Infrastructure CI with Kubernetes: A Practical Example

W. Jenks Gibbons
6 min readMar 31, 2023

--

Author: W. Jenks Gibbons

Recently, in Lightweight, Fast Kubernetes for Dev, we explored kind. Now, let’s explore continuous integration for dev using Python, kind and GitHub Actions. The focus is going to be on dev, so let’s define the goals and requirements.

Goals

  • test feature branches in a local dev environment prior to check-in
  • test feature branches after check-in
  • notify when an issue occurs
  • notify and merge a feature branch into main when the run is successful

Requirements

  • ability to test in a dev environment (e.g. a laptop)
  • ability to automate the stand-up/teardown of a local k8s cluster
  • ability to test the manifests (e.g. a deployment)
  • ability to test the deployed application
  • ability to test with synthetics using localhost

Local Testing

As I update my infrastructure (e.g. k8s manifests) I need to be able to test it often, on demand and prior to a check-in. The focus at this point is on infrastructure. The application CI is earlier in the process; here we use tested application containers. To begin, I will test a simple Java application locally using a python script. Let’s look at an example:

  1. I create a feature branch:
$ git branch
* dev-app-java
main

2. I configure my test environment (e.g. secrets, manifests etc.) using config.yaml

3. I make changes to the manifest (e.g. update the container or some other change):

- image: jenksgibbons/app-java:new-tag

4) I run a test to ensure my changes work as expected:

$ python3 dev.py
Creating cluster "kind-k8" ...
✓ Ensuring node image (kindest/node:v1.25.3) 🖼
✓ Preparing nodes 📦 📦 📦
✓ Writing configuration 📜
✓ Starting control-plane 🕹️
✓ Installing CNI 🔌
✓ Installing StorageClass 💾
✓ Joining worker nodes 🚜
Set kubectl context to "kind-kind-k8"
You can now use your cluster with:

kubectl cluster-info --context kind-kind-k8 --kubeconfig config

Not sure what to do next? 😅 Check out https://kind.sigs.k8s.io/docs/user/quick-start/
Deleting cluster "kind-k8" ...

5) Check my notification, for example a log:

Error from test in a local dev environment

6) Update the image (e.g. latest) and test again seeing a different issue:

API error

These are basic examples outlining a process.

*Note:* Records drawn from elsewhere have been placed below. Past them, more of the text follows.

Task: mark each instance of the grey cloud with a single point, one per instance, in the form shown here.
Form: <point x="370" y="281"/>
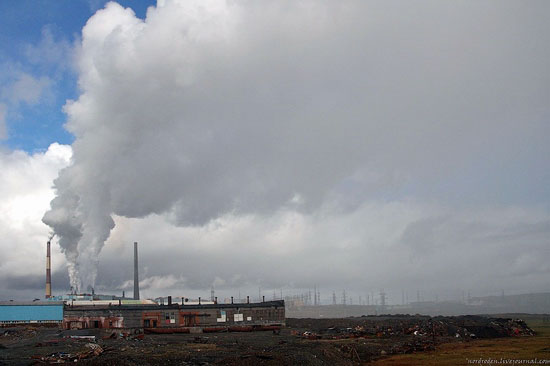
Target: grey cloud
<point x="201" y="111"/>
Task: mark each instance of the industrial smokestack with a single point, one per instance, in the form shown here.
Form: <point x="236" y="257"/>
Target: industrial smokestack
<point x="136" y="276"/>
<point x="48" y="272"/>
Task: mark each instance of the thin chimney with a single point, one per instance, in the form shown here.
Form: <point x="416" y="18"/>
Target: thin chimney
<point x="48" y="272"/>
<point x="136" y="276"/>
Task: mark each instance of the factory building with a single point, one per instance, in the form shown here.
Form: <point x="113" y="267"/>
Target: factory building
<point x="152" y="318"/>
<point x="42" y="312"/>
<point x="178" y="318"/>
<point x="88" y="311"/>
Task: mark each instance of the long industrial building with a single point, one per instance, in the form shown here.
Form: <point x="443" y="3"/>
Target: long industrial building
<point x="152" y="318"/>
<point x="85" y="311"/>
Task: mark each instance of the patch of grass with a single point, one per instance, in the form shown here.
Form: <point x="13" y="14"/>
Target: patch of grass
<point x="519" y="348"/>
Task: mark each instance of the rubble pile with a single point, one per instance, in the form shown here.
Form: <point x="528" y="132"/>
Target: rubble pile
<point x="465" y="327"/>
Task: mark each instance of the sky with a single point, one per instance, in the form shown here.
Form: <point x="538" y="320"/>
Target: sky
<point x="355" y="145"/>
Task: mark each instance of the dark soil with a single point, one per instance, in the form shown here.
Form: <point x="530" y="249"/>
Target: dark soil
<point x="350" y="341"/>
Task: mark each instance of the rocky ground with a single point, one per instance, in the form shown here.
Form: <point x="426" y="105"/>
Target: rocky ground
<point x="349" y="341"/>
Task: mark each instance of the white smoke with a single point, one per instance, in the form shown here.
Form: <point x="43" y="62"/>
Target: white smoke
<point x="213" y="107"/>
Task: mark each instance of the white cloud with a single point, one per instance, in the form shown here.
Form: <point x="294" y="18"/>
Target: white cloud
<point x="216" y="115"/>
<point x="25" y="191"/>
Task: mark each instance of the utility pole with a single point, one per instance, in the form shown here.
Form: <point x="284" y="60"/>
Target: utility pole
<point x="315" y="295"/>
<point x="382" y="298"/>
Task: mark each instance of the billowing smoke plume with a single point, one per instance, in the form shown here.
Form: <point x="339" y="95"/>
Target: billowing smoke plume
<point x="210" y="107"/>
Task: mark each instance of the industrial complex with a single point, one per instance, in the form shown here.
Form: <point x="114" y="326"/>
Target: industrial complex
<point x="88" y="311"/>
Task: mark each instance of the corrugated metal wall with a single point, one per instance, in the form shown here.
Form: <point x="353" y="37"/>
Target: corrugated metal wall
<point x="30" y="313"/>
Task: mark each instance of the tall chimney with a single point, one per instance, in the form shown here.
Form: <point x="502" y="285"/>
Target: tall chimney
<point x="136" y="276"/>
<point x="48" y="272"/>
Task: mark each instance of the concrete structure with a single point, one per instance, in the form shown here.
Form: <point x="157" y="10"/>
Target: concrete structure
<point x="43" y="312"/>
<point x="178" y="318"/>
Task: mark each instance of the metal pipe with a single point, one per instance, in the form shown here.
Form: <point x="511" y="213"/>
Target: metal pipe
<point x="136" y="275"/>
<point x="48" y="272"/>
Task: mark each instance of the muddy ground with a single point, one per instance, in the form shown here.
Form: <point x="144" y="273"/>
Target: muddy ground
<point x="350" y="341"/>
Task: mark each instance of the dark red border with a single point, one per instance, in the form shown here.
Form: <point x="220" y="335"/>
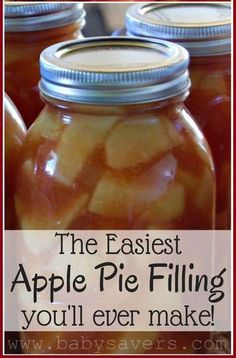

7) Fix the apiVersion field and test again:

Success

The idea is to make small, incremental changes testing each one along the way to decrease risk and increase quality. With the latest successful run, we now have a working change staged in the feature branch.

$ git diff ../../../app-java/kubernetes/app-java.yaml
diff --git a/app-java/kubernetes/app-java.yaml b/app-java/kubernetes/app-java.yaml
index 16319f6..05605ec 100644
--- a/app-java/kubernetes/app-java.yaml
+++ b/app-java/kubernetes/app-java.yaml
@@ -27,7 +27,7 @@ spec:
ad.datadoghq.com/app-java.logs: '[{"source":"tomcat","service":"tomcat","log_processing_rules":[{"type":"multi_line","name":"log_start_with_date","pattern":"\\d{4}-(0?[1-9]|1[012])-(0?[1-9]|[12][0-9]|3[01])"}]}]'
spec:
containers:
- - image: jenksgibbons/app-java
+ - image: jenksgibbons/app-java:latest
name: app-java
imagePullPolicy: IfNotPresent
env:

At this point, we can check in the change and kick-off the CI or stage further changes. Before continuing however, let’s explore what we are doing here.

dev.py

This script takes it’s configuration from config.yaml Here, secrets, manifests, a synthetic browser test and other configurations are setup. When run locally (tested on OSX) it:

  • creates a local k8s cluster using kind and loads the kubeconfig
  • creates secrets
  • deploys manifests (e.g. create -f [deploy, service])
  • waits for pods to (un)successfully deploy
  • creates a port forward to test the service
  • runs a synthetics browser test using a tunnel
  • deletes the cluster
  • logs the result and forwards it to an aggregator

So, how are we looking on our goals and requirements thus far?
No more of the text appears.